In an effort to combat this potential pitfall, freelancers in the Netherlands have created “Broodfonds” (website requires translation) or bread funds in English, is a financial system that allows freelancers to support each other in times illness by allowing participants to form small groups, whose members in turn pay into a mutual sickness fund. It’s actually not a “new” idea, with the first Broodfund being set up in 2006, which now has 4200 members split into 123 group.
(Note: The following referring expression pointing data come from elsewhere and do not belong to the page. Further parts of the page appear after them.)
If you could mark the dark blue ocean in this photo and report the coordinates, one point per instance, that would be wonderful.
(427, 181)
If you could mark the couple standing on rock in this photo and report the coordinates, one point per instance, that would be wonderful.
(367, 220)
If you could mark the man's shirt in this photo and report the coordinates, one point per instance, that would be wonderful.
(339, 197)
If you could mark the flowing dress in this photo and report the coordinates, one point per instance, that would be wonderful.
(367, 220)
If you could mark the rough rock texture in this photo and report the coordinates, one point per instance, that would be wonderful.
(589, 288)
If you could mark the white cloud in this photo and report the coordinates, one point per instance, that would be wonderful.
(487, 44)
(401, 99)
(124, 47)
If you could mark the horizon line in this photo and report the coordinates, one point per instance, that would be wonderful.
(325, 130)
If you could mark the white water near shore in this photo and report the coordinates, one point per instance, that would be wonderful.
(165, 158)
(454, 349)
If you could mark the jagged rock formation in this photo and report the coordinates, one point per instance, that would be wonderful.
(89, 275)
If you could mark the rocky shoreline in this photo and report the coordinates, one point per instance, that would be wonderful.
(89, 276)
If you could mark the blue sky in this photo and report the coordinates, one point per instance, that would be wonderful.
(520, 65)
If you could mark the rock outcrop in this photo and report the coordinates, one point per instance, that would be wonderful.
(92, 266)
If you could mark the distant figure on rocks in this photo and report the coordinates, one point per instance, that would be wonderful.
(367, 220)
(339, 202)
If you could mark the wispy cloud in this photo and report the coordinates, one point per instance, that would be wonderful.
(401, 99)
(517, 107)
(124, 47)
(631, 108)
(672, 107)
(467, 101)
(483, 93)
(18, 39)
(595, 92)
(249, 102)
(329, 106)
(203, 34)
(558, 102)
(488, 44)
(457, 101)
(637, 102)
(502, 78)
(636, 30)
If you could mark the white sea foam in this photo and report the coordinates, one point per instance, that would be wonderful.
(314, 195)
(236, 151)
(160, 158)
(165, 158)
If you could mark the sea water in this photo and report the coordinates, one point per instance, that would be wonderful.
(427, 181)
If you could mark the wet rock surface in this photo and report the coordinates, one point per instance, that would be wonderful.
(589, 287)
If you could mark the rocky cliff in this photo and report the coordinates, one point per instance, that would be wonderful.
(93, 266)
Each Broodfond group can have from 20 to 50 members after which a new group must be formed, the idea of smaller members numbers ensure the community will stay close which in turn reduces any incentive to cheat the system.
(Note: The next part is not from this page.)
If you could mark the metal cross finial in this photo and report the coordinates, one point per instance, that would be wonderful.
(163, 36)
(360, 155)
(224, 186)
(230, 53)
Unfortunately, there is nothing like Broodfonds here in the UK, however self-employed people can purchase private income protection insurance or join the Association of Independent Professionals (Ipse) whose £239 premium members package includes an insurance policy that pays out up to £2000 for a member whose finds themselves sick for more than three weeks.

Hey I just invoiced, and this is crazy! But you owe me money, so pay please maybe?? –The argument for SMart

Ask a thousand freelancers and you’ll get a thousand different stories of clients who, delayed or flat out refused to pay an invoice. Added to the issues of not receiving money in the first place, is the fact chasing down non-paying clients is more than time consuming. Time is often a luxury freelancers can ill afford, as non-payments can and will disrupt a freelancer’s entire livelihood.
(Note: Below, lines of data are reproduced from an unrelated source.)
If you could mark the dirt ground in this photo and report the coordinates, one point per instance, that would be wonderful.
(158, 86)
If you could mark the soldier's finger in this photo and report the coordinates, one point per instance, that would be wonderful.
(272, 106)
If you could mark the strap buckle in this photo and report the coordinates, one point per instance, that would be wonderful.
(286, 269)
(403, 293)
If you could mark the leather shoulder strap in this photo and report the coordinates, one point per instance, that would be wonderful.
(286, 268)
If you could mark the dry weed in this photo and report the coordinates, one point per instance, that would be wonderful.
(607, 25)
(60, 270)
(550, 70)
That said, some progress has been made in terms of policy. Automatic penalties for recalcitrant debtors was introduced by the European commission’s “Late Payments Directive of 2011” this allowed creditors (IE: A freelancer who issued an invoice) to add an additional €40 and interest to any invoice overdue by more than 60 days. However to the freelancer, 60 days is a very long time.

In an effort to combat what is (arguably) the single biggest problem facing them, freelancers from a number of European nations have created a mutual invoicing systems which can allow them to prosecute non-paying clients with the collective force of the of the whole of the respective system. Societe Mutuelle pour Artistes (SMart), a Belgium-based non-profit organisation started in 1998 which now sits at 58,000 members attended by 155 staff from 10 different office across Belgium.

SMart is the modern take on the guilds of old. With SMart acting as a hub for the issuing and payment collection of invoices, while also taking on the responsibility of chasing down non-paying clients via in house debt collection staff on behalf of its members.

Sadly SMart services are currently not available in the UK, however SMart claims to be considering an expiation into the UK in the future, an act that would make considerable difference to the viability of long term self-employment here. There is some help at hand however with the Ipse premium membership, with members being covered by an insurance policy up to £10,000 if a client goes bankrupt.

By Freelancers, for Freelancers: because Freelancers.

Broodfonds and Smart represent a new take on the old idea of the “mutual society” The idea being too but members first, via gathering all their contributions into a single collective fund, which is then administered via the co-operative or not for profit model, as opposed to banks and insurance companies who benefit their respective shareholders rather than members.

Mutual/friendly societies gained massive prevalence during the 1700 – 1800 period. People worked with that they had, with few (is any) social benefits. The concept of mutual support once again gaining popularity with freelances is no coincidence as the obvious parallels with the modern freelance economy are somewhat striking. But just as the freelancers of the past, we’re creating and developing our own ways in order support, and thrive as a whole.